Melrod's book can also be read as a guide to organizing, mobilizing and action for young and radical workers, and it's here that the author does his best work. Readers who take up Fighting Times as a kind of training manual should read the book slowly and with some deliberation. Melrod became a successful local union activist and leader by taking strategic and deliberate steps and by working with others and by doing his best to fit in to his work groups while still maintaining his principles. There are real challenges to doing this day by day and every day and coming out ahead and the book goes into some detail when discussing the specific challenges that Melrod and his comrades faced. The author takes readers through many of the basics of workplace agitation and building a caucus within a union, becoming a vocal and radical anti-racist and anti-sexist union steward, resisting the inevitable attacks by conservative coworkers and bosses, movement building at work and in the community, negotiating, and even building international solidarity. Melrod was fired and won reinstatement, he and others who he cooperated with to print a radical bulletin were sued and won, he was threatened and had his car vandalized and survived, he ran for union office and took a couple of losses before he and a slate of radicals and progressives won, and he reached out to Black, Chicano and women workers in his plant and built principled unity with them. The FBI helped blacklist him, and he went through years of being redbaited, but he won many of his coworkers to his side. All of this took place under extraordinarily stressful conditions. 

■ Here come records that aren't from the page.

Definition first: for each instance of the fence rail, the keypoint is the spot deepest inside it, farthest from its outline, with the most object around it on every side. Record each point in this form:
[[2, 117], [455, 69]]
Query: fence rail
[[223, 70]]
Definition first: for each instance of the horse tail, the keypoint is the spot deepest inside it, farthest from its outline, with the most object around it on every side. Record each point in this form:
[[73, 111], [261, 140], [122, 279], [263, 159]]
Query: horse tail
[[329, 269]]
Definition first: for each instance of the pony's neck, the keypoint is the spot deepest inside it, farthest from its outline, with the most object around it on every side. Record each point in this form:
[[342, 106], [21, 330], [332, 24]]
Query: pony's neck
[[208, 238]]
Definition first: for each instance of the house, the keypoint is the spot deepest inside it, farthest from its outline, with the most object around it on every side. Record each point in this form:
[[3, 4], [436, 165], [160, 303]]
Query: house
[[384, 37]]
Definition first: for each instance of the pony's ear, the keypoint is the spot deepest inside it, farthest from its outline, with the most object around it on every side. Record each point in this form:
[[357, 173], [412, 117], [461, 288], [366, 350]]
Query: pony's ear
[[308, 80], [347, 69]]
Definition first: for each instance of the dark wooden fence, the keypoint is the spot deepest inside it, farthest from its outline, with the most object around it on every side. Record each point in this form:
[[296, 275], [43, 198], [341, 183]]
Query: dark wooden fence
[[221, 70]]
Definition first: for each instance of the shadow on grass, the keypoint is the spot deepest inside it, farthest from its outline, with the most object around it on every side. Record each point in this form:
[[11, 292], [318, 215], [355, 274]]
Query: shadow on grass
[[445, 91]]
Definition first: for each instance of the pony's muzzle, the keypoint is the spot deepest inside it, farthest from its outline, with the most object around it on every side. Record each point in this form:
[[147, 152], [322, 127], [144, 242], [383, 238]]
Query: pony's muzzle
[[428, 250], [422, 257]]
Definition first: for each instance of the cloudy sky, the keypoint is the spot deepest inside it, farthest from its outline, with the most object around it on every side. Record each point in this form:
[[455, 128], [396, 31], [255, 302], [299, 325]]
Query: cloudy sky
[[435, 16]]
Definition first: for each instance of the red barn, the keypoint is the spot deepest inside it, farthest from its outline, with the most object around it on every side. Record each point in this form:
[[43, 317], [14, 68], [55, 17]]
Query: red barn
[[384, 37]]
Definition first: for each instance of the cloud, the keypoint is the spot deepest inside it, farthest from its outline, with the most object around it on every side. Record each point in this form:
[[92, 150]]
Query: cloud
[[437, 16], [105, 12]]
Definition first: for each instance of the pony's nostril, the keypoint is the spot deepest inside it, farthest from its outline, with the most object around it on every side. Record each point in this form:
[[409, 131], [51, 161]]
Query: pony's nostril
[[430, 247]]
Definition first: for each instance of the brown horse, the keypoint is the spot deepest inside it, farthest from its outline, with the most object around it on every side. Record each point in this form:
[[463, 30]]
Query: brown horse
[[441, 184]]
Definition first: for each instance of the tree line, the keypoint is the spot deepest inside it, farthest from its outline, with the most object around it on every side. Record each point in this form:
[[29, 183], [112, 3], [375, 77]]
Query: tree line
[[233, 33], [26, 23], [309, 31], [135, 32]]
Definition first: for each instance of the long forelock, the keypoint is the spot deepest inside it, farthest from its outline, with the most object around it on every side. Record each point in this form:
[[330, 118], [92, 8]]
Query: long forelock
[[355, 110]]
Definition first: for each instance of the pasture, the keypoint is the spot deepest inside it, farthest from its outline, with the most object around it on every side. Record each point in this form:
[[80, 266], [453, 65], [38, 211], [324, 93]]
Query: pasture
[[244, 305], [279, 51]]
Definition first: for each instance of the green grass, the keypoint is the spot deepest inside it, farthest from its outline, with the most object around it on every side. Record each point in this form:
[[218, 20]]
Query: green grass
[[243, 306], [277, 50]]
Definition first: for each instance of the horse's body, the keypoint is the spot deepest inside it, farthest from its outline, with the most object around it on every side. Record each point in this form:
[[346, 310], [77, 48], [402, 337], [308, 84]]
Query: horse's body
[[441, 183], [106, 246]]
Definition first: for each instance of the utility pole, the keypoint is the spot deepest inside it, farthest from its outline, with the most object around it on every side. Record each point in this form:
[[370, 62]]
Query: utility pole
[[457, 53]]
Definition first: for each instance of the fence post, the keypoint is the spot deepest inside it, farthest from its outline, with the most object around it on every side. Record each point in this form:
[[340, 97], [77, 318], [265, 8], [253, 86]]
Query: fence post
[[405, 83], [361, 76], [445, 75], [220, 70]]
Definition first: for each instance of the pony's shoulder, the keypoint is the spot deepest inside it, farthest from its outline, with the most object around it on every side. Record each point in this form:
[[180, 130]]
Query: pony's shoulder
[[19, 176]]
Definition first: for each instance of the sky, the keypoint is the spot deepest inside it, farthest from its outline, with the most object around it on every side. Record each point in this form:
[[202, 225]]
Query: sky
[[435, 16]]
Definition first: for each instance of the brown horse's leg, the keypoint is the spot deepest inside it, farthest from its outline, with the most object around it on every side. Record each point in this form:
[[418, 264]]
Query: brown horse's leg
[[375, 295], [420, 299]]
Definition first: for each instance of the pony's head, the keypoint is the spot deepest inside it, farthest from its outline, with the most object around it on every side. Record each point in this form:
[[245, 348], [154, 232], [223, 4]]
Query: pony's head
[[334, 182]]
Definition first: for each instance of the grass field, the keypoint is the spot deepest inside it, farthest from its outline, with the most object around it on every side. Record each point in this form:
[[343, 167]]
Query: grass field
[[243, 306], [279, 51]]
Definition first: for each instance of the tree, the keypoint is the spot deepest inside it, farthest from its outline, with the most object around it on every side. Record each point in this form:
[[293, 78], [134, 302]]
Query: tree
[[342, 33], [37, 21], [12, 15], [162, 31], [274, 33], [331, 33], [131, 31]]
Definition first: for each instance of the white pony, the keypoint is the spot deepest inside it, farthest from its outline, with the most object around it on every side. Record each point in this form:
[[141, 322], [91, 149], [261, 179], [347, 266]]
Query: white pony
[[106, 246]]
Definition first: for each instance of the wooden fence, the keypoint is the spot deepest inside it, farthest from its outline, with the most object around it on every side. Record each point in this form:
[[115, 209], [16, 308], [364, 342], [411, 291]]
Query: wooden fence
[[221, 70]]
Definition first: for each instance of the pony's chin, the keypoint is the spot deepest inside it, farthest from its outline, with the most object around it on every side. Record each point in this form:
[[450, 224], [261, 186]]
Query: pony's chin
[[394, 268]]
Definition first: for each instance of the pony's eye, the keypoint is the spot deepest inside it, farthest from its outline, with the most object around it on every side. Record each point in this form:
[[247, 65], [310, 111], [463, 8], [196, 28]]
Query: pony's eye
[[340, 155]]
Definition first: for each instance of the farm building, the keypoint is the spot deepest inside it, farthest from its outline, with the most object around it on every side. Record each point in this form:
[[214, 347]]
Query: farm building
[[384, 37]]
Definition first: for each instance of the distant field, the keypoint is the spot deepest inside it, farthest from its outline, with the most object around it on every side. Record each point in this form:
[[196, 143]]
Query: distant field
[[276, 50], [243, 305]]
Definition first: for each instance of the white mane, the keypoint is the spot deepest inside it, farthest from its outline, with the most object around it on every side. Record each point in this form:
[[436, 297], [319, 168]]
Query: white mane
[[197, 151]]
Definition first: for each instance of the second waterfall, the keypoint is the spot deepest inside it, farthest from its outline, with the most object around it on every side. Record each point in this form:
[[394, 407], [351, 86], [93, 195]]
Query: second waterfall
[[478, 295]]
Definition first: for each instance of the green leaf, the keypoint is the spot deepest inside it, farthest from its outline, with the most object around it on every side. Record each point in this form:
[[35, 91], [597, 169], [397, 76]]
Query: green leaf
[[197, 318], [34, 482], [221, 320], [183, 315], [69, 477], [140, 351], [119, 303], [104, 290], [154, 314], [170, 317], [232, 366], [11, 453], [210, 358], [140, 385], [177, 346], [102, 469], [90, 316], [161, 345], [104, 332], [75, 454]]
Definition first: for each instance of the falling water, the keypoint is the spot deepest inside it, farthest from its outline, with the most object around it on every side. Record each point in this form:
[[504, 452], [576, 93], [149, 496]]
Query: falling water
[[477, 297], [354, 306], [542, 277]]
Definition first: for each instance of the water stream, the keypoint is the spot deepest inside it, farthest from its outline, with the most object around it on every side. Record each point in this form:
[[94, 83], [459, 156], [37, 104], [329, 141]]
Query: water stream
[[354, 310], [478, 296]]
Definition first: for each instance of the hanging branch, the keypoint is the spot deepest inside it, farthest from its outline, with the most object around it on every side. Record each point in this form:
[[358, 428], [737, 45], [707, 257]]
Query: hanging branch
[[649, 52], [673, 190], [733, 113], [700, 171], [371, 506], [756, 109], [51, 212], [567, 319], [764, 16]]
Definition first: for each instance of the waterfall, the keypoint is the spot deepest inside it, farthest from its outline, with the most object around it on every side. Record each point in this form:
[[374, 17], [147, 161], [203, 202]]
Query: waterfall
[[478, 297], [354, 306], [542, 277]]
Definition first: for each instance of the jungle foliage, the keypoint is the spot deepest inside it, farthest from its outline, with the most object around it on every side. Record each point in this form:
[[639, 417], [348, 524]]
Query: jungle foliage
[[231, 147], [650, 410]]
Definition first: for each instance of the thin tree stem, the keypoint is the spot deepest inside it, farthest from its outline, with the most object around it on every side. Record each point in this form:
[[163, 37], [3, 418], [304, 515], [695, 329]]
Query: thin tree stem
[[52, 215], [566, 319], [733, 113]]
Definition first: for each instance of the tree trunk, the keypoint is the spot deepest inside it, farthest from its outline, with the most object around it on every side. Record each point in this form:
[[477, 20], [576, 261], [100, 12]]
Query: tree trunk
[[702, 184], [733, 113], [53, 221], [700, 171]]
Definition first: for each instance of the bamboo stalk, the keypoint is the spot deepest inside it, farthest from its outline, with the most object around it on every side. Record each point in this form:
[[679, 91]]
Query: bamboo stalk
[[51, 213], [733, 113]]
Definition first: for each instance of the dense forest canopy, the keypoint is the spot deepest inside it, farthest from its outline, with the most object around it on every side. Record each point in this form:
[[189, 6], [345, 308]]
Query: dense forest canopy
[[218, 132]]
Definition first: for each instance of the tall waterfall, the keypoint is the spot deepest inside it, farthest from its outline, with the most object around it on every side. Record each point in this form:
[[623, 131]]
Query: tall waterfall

I want to underscore that I found Fighting Times to be a much better and more useful teaching tool than Jane McAlevey's popular No Shortcuts or Hamilton Nolan's The Hammer. Readers should keep in mind that Melrod remains a committed revolutionary and comes from a place that McAlevey and Nolan have not. Melrod describes describes class conflict and class war but doesn't use the too-popular rhetoric of "class struggle unionism." He takes up how to handle losing fights against the bosses and still maintain radical hopes and perspective. These political differences matter.

The book does have some shortcomings. Melrod doesn't mention it, but he was a part of a tendency known as the New Communist Movement (NCM), at least for a time. NCM activists were often hardcore and especially dedicated people who were just as often a bit ahead of the political curve and trends on the Left. The book doesn't give readers much insight into this side of Melrod's considerable political work or tell us much about how his political and union commitments dovetailed and what happened when they didn't. There are also moments in the book when Melrod loses needed objectivity and could have, or should have, shown more understanding. There are passing moments when he relies on stereotypes to describe people. He writes with a particular symmetry of the relationships between class, race, gender, and labor in mind but he doesn't explain this or provide context for this. None of these shortcomings are of such importance that you shouldn't buy this book and study it carefully. 

I understand that the first PM Press book run has nearly sold out. I hope that the publisher will do a second run and that Jon Melrod can do a book tour.